Hello,
For most of the games, I have added extra options to make the game more interesting, but you can always choose not to enable them if you want to stay close to the standard/official rules.
There are two things to consider, tough:
- Standard/official rules are sometimes not what most of the players expect / are used to play with. The best example is uno: in standard there's no interception, no cumulation, but there's bluff; statistics show that it's usually the opposite that is chosen on the playroom, i.e. interceptions and cumulation are generally enabled, while bluff hasn't always the majority. Other example: 1000 miles, where officially accumulation of problems and deck reshuffle aren't part of the rules; again statistics generally show that players largely prefer play with them enabled.
- What are standard or official rules ? For uno or monopoly that's quite clear, rules are provided with the box. For some others it's less clear, for example due to its ancestors, rummy has two family of rules: the plastic tile version (with manipulations but no discard) vs. the traditional card game(with single or multiple discard but no manipulations). Finally, many games are coming from traditions and in this case there may not be any real source of absolute truth; the best is to propose different variants to make everybody happy.
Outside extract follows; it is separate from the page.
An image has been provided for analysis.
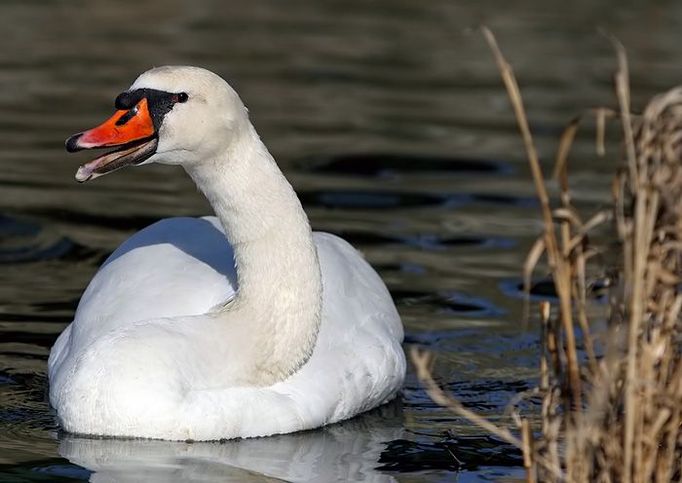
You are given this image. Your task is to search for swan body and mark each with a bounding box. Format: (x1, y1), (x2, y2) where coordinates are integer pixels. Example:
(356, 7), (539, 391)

For the particular case of farkle, since I'm not coming from an anglo-saxon tradition, I don't really know if there's an actual standard or if there exist indeed farkle boxes. And even if there are farkle boxes, I don't have one, it doesn't exist where I live. So I must understand from what I find on the Internet, and sources are often contradicting or at least don't always well overlap with eachother.
When I were programming farkle, it seemed that the rules where quite liberal and that there weren't something really standard. Point me to an official farkle federation of something of that kind if it exists.
My only true delibrate choice, and I confirm that it was against all sources, were to squeeze a zero. My opinion is that it doesn't bring anything to the game anyway. I can't explain this with my English but compare 100$ with 10000 cents; that's the same but counting in cents make you falsely think it's more expensive; it's just useless. I don't know if you can understand what I mean.